Forster's biographer Thomas Wemyss Reid describes the love that Forster had for Fox Ghyll. He said:

This happy nook, between lake and hill, became his place of refuge and recreation whenever the labours and anxieties of public life weighed too heavily upon him. It was not solitude, however, which he sought at Fox Ghyll. Throughout his life he had delighted in the society of those dear to him, and in his country home it was his chief pleasure to share with his family the enjoyment of the beautiful scenery which lay within easy reach of his door. No other spot on earth could ever replace Wharfeside, the home of his manhood and married life, and the scene of his first great struggles and successes, in his affections; yet, from 1873 onwards, it was to Fox Ghyll that he naturally turned for relief and sunshine, and the mountains and lakes of Westmoreland became almost as dear to him as the familiar hills of Yorkshire and the busy valleys around Bradford.

William died in 1886 and left all of his property to his wife Jane. She owned the house until her death in 1899 and it was then sold to the Elletson sisters.

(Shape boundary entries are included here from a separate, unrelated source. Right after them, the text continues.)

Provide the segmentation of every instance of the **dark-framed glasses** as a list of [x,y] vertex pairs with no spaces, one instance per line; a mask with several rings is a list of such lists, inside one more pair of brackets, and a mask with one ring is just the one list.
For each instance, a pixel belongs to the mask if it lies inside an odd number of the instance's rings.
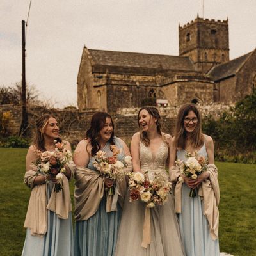
[[185,117],[184,118],[184,122],[186,124],[188,124],[190,121],[192,121],[193,124],[196,124],[197,123],[197,121],[198,120],[197,119],[196,117],[193,117],[193,118],[189,118],[189,117]]

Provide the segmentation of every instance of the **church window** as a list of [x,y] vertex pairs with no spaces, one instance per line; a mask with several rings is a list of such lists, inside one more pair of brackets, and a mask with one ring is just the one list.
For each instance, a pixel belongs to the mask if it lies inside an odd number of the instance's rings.
[[193,103],[193,104],[197,104],[197,103],[198,103],[198,102],[199,102],[199,100],[198,100],[198,99],[196,99],[196,98],[193,99],[191,100],[191,103]]
[[214,53],[213,54],[213,61],[216,62],[216,59],[217,59],[217,54],[216,53]]
[[221,54],[221,62],[225,62],[225,54],[223,53]]
[[156,92],[154,89],[151,89],[148,92],[148,97],[150,98],[156,98]]
[[190,33],[188,33],[187,35],[186,35],[186,40],[187,42],[190,41],[191,37],[190,37]]
[[99,91],[97,92],[97,98],[98,98],[98,104],[99,104],[99,106],[100,106],[100,105],[101,105],[101,92],[100,92],[100,90],[99,90]]
[[212,29],[211,30],[211,35],[215,35],[216,33],[216,31],[215,29]]

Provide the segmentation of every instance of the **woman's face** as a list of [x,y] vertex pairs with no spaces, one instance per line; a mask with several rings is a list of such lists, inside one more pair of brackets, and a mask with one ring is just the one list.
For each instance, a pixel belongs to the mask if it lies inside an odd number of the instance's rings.
[[59,126],[57,120],[54,117],[50,117],[48,123],[43,131],[44,136],[56,139],[59,138]]
[[139,114],[139,124],[144,132],[156,127],[157,119],[152,116],[146,109],[142,109]]
[[184,117],[183,121],[186,131],[187,132],[192,132],[196,127],[198,121],[196,115],[191,110]]
[[100,136],[102,140],[108,141],[111,137],[113,132],[113,124],[109,117],[106,118],[105,124],[100,131]]

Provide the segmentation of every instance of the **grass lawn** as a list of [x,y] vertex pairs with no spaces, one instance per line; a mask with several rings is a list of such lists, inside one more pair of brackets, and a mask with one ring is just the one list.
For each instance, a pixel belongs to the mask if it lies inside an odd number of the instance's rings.
[[[30,191],[23,184],[26,149],[0,148],[0,255],[20,256]],[[221,190],[220,245],[234,255],[256,255],[256,165],[217,163]],[[74,184],[71,184],[71,194]]]

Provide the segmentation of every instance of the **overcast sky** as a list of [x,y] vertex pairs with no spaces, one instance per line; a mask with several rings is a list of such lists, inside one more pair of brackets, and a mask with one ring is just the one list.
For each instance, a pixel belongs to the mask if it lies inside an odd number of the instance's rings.
[[[21,80],[21,20],[30,0],[0,0],[0,85]],[[203,16],[203,0],[32,0],[26,80],[56,107],[76,106],[83,46],[179,55],[179,23]],[[204,17],[228,17],[230,58],[256,47],[256,0],[204,0]]]

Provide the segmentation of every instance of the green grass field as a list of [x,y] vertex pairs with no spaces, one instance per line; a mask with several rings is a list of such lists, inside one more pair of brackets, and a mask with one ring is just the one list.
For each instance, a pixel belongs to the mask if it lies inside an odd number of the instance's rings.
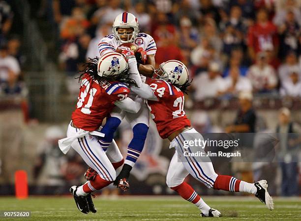
[[[275,198],[275,209],[269,211],[255,197],[205,196],[211,206],[223,214],[219,220],[301,220],[300,198]],[[5,220],[60,221],[195,221],[202,219],[199,211],[180,197],[129,196],[94,199],[96,214],[80,213],[71,197],[30,197],[18,200],[0,197],[0,211],[29,211],[30,218]],[[0,218],[0,220],[3,217]],[[214,218],[203,218],[210,219]]]

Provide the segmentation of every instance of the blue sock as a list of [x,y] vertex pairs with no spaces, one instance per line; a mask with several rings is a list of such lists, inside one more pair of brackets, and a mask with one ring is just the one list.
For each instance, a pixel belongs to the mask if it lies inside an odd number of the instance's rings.
[[104,137],[101,138],[98,143],[104,151],[107,150],[114,138],[114,133],[118,126],[121,123],[121,121],[117,118],[110,117],[107,118],[106,124],[103,126],[100,132],[105,134]]
[[149,127],[144,123],[140,123],[133,128],[133,139],[127,147],[127,155],[124,161],[133,167],[140,155],[146,139]]

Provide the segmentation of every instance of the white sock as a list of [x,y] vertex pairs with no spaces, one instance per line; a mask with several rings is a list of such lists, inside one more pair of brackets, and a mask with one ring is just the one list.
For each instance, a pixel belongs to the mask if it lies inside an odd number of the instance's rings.
[[209,213],[209,210],[210,209],[210,206],[205,202],[202,198],[195,204],[196,206],[198,207],[201,212],[202,212],[205,216],[208,216]]
[[241,180],[240,183],[240,192],[255,194],[257,192],[257,188],[254,183],[247,183]]
[[[88,183],[88,182],[89,181],[86,182],[86,183]],[[86,184],[86,183],[85,184]],[[84,185],[80,186],[79,187],[77,188],[77,190],[76,191],[76,194],[79,196],[86,196],[88,194],[87,193],[86,193],[85,191],[84,191],[84,189],[83,189],[83,187],[84,186]]]

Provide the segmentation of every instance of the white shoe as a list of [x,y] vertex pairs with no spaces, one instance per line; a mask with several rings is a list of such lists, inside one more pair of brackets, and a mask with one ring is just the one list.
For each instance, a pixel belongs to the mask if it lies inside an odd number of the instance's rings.
[[205,215],[203,213],[201,213],[201,216],[202,217],[219,217],[220,214],[220,212],[218,210],[211,208],[209,210],[208,216]]
[[273,198],[270,196],[268,192],[267,183],[267,180],[263,179],[254,183],[254,185],[257,189],[255,196],[264,203],[268,209],[270,210],[272,210],[274,209],[274,202],[273,201]]

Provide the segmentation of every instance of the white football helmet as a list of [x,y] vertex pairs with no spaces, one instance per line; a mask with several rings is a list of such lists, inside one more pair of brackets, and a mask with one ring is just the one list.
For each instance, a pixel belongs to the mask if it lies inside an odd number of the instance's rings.
[[186,83],[188,79],[188,72],[184,64],[177,60],[170,60],[159,66],[160,69],[155,74],[159,78],[165,80],[176,86],[181,86]]
[[122,55],[117,52],[110,52],[98,60],[97,74],[100,76],[116,76],[128,68],[128,65]]
[[[121,43],[133,42],[139,32],[137,18],[132,14],[128,12],[123,12],[118,15],[114,20],[113,27],[113,34],[115,35],[117,40]],[[118,28],[127,28],[129,27],[134,29],[132,34],[121,35],[119,34],[117,31]],[[122,41],[120,37],[120,35],[127,35],[127,41]],[[131,35],[132,36],[130,38]]]

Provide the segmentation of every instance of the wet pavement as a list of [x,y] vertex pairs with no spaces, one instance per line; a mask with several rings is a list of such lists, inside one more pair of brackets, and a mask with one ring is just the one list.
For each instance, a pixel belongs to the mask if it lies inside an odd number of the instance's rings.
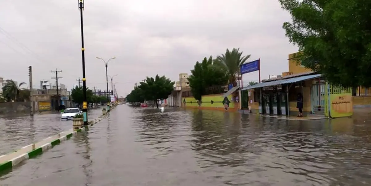
[[0,185],[370,185],[370,132],[369,112],[330,122],[120,105]]
[[[99,109],[89,110],[89,118],[102,114]],[[49,136],[72,128],[72,121],[60,119],[59,114],[0,115],[0,156]],[[0,184],[0,185],[1,185]]]

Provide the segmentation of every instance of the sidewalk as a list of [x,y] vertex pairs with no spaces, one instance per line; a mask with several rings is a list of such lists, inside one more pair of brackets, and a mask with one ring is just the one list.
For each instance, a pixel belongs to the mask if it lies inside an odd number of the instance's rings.
[[[115,106],[112,108],[113,109]],[[102,114],[98,118],[89,121],[88,126],[100,121],[108,114]],[[14,167],[26,159],[35,158],[42,154],[53,146],[59,144],[62,141],[75,135],[78,132],[85,130],[82,127],[77,130],[71,129],[67,131],[47,138],[37,143],[24,146],[20,149],[8,154],[0,155],[0,173]]]

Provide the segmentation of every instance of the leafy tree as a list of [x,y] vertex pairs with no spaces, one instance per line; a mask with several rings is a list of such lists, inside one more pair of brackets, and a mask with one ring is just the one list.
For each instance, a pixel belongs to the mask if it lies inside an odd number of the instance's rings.
[[[86,99],[88,103],[92,103],[93,102],[93,100],[92,99],[93,94],[93,91],[86,88]],[[72,101],[74,102],[79,104],[79,107],[80,107],[82,105],[83,102],[82,87],[79,87],[76,86],[74,88],[72,89],[71,91],[71,97],[72,98]]]
[[256,84],[257,84],[257,82],[255,82],[255,81],[249,82],[249,86],[252,86],[254,85],[256,85]]
[[[20,87],[26,83],[22,82],[19,84],[18,86],[16,82],[12,80],[6,80],[6,84],[3,87],[3,97],[7,102],[12,101],[24,101],[24,94],[20,94],[22,89]],[[22,96],[21,97],[20,97]]]
[[202,96],[206,94],[206,89],[210,87],[225,85],[228,82],[225,71],[216,66],[213,57],[204,58],[201,62],[196,62],[191,74],[188,78],[189,86],[193,97],[201,101]]
[[154,78],[147,77],[145,82],[141,82],[139,88],[142,90],[144,98],[147,100],[153,100],[158,108],[158,101],[169,97],[174,84],[164,75],[160,77],[157,75]]
[[126,101],[137,105],[144,102],[144,96],[143,90],[138,87],[135,87],[131,91],[130,94],[127,96]]
[[371,86],[371,1],[279,1],[291,14],[283,28],[299,63],[334,84]]
[[227,48],[226,53],[217,56],[214,62],[222,70],[227,72],[229,83],[233,84],[234,86],[237,85],[237,78],[240,71],[241,65],[244,63],[251,55],[243,56],[242,53],[242,52],[240,52],[239,48],[234,48],[232,51]]

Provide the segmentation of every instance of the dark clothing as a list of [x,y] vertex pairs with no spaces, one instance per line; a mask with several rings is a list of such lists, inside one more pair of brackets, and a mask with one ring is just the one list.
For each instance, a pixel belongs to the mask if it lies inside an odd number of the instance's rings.
[[303,112],[303,97],[301,95],[298,96],[298,100],[296,102],[296,108],[299,109],[299,112],[300,113]]

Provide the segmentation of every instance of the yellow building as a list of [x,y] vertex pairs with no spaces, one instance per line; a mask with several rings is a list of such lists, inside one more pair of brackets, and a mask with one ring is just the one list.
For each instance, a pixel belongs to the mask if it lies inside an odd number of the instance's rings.
[[282,77],[243,89],[249,90],[249,104],[252,112],[296,115],[299,93],[303,98],[304,115],[332,117],[352,114],[351,89],[343,89],[327,84],[321,74],[305,68],[289,55],[289,71]]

Emily and Margaret Elletson were maiden ladies who had inherited property in Pilling. They were the daughters of Daniel Elletson (1806-1856) of Parrox Hall, Preesall. The sisters are listed in both the 1901 and 1911 Census as living at Fox Ghyll with three servants. Margaret died in 1921 and Emily in 1928.

In 1939, Gladys Mary Barber (1888-1947), a widow bought Fox Ghyll. She lived there until her death in 1947. From 1958 until 1965 James Peter Blackledge lived at the house and then moved to Cote How in Ambleside.

Since 1979, Fox Ghyll has been owned by the Mann family. In 1988, the 7th Earl of Lonsdale deeded the manorial rights to the Mann Family. This included the title of Lord and Lady of the Manor of Loughrigg

As of 2022, Fox Ghyll is a residence which provides bed and breakfast accommodation under the name Foxghyll (or FoxGhyll) Country House.